Aragon : les voyageurs de l'impériale






Les Voyageurs de l'impériale est un roman de Louis Aragon, publié en 1942. Il s'agit du troisième titre du cycle romanesque Le Monde réel, après Les Cloches de Bâle et Les Beaux Quartiers.

Pierre Mercadier mène une vie convenue de professeur d’histoire à la fin du XIXème siècle (l’affaire Dreyfus est en toile de fond), avec son épouse (de bonne famille) et ses deux enfants. Un séjour d’été va achever la brouille au sein du couple et tout bascule. Pierre Mercadier disparaît pour aller mener une vie de bohème et d’aventurier. Il ne reviendra à Paris que vieillard finissant pour découvrir le destin de son fils Pascal.
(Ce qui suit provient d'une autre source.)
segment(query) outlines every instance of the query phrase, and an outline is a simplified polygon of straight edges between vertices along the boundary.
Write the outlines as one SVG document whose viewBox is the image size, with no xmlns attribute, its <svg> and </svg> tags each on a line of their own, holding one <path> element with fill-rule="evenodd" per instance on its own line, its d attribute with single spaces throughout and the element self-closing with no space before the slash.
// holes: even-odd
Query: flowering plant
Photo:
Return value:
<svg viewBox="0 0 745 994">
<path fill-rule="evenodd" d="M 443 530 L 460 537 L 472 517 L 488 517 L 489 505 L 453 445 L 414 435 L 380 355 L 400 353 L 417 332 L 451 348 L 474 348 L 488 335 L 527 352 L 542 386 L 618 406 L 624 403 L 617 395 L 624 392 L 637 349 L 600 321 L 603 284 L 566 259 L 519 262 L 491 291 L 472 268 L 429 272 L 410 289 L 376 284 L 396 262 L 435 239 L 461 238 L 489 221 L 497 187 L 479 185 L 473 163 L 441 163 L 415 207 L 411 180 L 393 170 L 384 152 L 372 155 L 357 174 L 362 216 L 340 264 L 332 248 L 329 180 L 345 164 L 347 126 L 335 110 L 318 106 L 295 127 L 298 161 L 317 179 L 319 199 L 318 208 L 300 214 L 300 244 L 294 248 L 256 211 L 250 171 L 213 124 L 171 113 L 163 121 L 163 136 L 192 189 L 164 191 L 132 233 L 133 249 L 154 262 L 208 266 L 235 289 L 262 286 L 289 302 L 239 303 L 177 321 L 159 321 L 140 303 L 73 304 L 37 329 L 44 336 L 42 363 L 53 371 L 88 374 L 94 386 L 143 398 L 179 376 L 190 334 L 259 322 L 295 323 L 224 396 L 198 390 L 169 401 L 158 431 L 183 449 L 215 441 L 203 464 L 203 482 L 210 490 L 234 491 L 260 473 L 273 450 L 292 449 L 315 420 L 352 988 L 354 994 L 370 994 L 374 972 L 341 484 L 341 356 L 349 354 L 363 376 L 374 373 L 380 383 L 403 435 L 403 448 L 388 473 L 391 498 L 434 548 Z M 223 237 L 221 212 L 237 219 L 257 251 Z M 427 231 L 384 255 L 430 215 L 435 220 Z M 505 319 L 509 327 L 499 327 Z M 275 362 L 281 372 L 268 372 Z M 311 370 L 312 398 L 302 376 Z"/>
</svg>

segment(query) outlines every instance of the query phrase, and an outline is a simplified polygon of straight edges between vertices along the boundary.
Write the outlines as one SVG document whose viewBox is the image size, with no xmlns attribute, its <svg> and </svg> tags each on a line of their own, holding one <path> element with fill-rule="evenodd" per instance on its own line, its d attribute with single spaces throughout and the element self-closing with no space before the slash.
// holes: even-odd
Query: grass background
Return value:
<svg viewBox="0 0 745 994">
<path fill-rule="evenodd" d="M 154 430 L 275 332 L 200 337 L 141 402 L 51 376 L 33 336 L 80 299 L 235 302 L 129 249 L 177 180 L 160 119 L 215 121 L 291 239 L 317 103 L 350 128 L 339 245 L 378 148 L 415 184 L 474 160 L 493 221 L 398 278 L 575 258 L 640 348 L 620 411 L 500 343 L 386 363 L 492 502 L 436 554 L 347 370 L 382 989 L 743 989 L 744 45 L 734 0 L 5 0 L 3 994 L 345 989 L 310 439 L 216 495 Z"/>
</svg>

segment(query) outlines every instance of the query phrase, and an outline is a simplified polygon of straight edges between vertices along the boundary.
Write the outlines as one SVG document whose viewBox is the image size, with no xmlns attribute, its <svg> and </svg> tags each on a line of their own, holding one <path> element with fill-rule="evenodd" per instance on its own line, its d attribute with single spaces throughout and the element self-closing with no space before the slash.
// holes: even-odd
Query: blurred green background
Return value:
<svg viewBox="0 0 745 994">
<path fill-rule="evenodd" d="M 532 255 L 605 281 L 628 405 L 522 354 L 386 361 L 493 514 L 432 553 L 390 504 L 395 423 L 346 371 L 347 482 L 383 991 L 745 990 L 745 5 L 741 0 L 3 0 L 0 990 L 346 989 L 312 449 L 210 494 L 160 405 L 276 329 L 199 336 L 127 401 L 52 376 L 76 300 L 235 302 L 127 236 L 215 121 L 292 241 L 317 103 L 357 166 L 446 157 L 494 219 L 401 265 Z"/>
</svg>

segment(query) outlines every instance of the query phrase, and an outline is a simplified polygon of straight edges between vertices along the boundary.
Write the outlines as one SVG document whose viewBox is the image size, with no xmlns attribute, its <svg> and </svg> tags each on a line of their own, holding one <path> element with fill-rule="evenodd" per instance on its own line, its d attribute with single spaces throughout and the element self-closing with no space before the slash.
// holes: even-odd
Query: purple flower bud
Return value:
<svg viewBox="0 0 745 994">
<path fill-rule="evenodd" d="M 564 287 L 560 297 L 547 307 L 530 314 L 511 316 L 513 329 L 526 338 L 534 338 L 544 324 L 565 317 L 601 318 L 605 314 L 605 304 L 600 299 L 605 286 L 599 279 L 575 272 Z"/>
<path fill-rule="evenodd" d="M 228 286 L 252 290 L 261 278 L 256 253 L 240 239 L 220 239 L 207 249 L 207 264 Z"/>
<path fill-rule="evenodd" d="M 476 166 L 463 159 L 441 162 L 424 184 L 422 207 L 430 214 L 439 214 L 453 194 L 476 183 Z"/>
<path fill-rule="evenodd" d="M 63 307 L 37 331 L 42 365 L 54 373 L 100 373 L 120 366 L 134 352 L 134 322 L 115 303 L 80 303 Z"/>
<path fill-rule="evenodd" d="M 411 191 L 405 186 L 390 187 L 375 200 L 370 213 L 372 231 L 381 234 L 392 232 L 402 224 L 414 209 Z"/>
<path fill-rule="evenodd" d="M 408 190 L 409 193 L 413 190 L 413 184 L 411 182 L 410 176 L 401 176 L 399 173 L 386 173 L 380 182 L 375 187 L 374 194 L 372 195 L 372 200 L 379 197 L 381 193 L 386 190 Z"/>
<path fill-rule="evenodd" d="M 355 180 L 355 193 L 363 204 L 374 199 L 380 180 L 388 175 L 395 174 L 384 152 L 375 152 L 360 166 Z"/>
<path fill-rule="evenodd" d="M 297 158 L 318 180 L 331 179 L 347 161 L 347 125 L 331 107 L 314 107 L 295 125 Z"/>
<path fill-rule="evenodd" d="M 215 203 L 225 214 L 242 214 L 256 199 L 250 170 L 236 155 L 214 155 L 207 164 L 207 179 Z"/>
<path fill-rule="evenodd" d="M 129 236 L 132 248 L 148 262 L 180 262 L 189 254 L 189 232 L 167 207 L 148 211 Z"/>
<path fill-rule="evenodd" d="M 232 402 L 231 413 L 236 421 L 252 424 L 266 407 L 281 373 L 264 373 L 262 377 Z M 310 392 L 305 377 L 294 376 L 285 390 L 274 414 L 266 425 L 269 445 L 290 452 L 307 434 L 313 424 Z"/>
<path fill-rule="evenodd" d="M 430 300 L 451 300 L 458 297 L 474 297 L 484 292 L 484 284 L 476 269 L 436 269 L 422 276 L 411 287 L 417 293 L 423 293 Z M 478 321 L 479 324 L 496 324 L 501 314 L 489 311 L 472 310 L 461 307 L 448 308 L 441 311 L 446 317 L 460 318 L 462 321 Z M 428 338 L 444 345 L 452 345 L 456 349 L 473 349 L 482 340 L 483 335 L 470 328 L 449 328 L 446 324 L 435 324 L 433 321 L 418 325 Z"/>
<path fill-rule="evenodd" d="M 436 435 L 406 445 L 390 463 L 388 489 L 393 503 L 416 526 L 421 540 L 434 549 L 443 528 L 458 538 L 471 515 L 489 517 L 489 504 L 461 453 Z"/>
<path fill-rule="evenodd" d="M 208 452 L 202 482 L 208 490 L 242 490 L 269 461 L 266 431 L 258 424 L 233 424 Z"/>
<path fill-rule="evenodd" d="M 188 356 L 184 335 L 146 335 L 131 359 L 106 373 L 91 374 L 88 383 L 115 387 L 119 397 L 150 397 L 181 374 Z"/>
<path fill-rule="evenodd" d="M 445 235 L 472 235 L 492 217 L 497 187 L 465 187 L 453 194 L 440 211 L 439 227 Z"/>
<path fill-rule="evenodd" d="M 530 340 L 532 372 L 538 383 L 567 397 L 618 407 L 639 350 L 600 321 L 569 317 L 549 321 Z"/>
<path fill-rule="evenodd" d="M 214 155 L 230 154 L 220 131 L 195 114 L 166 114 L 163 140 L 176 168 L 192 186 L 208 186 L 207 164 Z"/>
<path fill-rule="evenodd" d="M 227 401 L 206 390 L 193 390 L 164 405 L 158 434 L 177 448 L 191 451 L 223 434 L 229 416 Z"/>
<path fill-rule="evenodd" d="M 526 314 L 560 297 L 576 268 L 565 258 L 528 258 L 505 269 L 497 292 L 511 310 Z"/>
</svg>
Les écrivains américains ont coutume de vouloir écrire "the great american novel", la saga qui traduirait en prose toute l'expérience américaine. Leurs homologues français, trop individualistes, trop artistes, se prêtent moins volontiers à cet exercice. Aragon a pourtant réussi avec ces Voyageurs de l'impériale (1942) une sorte de grand roman de la francité, qui présente la particularité de dresser un tableau collectif admirable de la France de la Belle Epoque - mettant en scène toutes ses classes, dépeignant tous ses conflits, soulignant toutes ses beautés et ses zones d'ombre - tout en étant consacré au sujet intime d'un homme qui choisit de fuir ce monde et de vivre en individualiste forcené.
Ce gros roman comporte trois parties très inégales. Dans une première partie, nous assistons à la crise de la quarantaine de Pierre Mercadier, professeur de lycée et gagne-petit, aspirant écrivain qui ne parvient pas à achever sa bigraphie de John Law, mari malheureux d'une femme idiote. Cette crise se noue lors de vacances d'été à la montagne, chez un oncle désargenté qui loue une partie de son château à une famille d'industriels lyonnais. Admirable de vivacité, de poésie et de drôlerie, cette partie rappelle les plus belles oeuvres de Renoir (le cinéaste) : sensibilité à la nature, jeu subtil sur les différences sociales, marivaudage sensuel qui touche par l'alternance de ses épisodes graves et légers. Dans une courte seconde partie, Mercadier a abandonné femme et enfants et rencontre à Venise et à Monaco deux femmes dangereuses ; ces épisodes donnent lieu à de petites nouvelles quasi indépendantes où Aragon s'amuse à dépeindre le monde du jeu et des arnaques - avec pour cadre deux des villes les plus en trompe-l'oeil de notre vieille Europe.
Dans une troisième partie, qui trouve peu d'équivalents dans la littérature française de ce siècle, tout le génie d'Aragon se donne à voir. Mercadier est maintenant un vieil homme qui navigue entre trois mondes : celui de l'école privée que dirige Meyer, professeur de mathématiques qui a eu la miséricorde d'offrir un toit et un travail à son ancien collègue déclassé, celui de la pension de famille bourgeoise que dirige le fils de Mercadier, Pascal, et où se pressent fonctionnaires allemands et aristocrates roumaines, celui enfin du bordel Les Hirondelles dont la vieille patronne, Dora, va tomber folle amoureuse de notre Mercadier. Cette partie exhale une désespérance noire : Mercadier est devenu le dernier des hommes de Murnau et la liaison avec Dora la maquerelle nous est dépeinte avec une noirceur que je ne peux comparer qu'à Hubert Selby. La plume d'Aragon, au fil de cette partie qui paraît écrite sans plan préconçu et surprend constamment par ses écarts, ses embardées, ses ruptures, se fait progressivement plus incisive. D'homme faible mais attachant, dont le romancier se plaisait à moquer le refus de la politique et des engagements, notre anti-héros s'est mué en une figure nihiliste d'homme qui aura traversé son temps sans le comprendre, qui aura perdu au jeu du hasard qui choisit les partenaires avec lesquels nous partagerons notre destinée - qui n'aura au fond été qu'un passager, voire un parasite.
C'est un immense roman. Lisez-le.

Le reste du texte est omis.